Comment cela se fait-il ? D’autres que toi l’ont admirée sans doute ; mais ils ne couraient aucun risque ; elle pouvait essayer sur eux toutes les séductions qu’elle voulait ; toi seul étais en danger.

Il faut pourtant, quelle que soit sa vie, que ce Desgenais ait un cœur puisqu’il vit.

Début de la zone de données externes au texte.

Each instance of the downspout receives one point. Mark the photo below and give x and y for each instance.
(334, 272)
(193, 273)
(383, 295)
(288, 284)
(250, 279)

En quoi diffère-t-il de toi ? C’est un homme qui ne croit à rien, ne craint rien, qui n’a ni un souci, ni un ennui peut-être, et il est clair qu’une légère piqûre au talon le remplirait de terreur ; car si son corps l’abandonnait, que deviendrait-il ? Il n’y a en lui de vivant que le corps. Quelle est donc cette créature qui traite son âme comme les flagellants leur chair ? Est-ce qu’on peut vivre sans tête ?

Pense à cela. Voilà un homme qui a dans les bras la plus belle femme du monde ; il est jeune et ardent ; il la trouve belle, il le lui dit ; elle lui répond qu’elle l’aime. Là-dessus, quelqu’un lui frappe sur l’épaule, et lui dit : C’est une fille. Rien de plus ; il est sûr de lui. Si on lui avait dit : C’est une empoisonneuse, il l’eût peut-être aimée ; il ne lui en donnera pas un baiser de moins ; mais c’est une fille, et il ne sera pas plus question d’amour que de l’étoile de Saturne.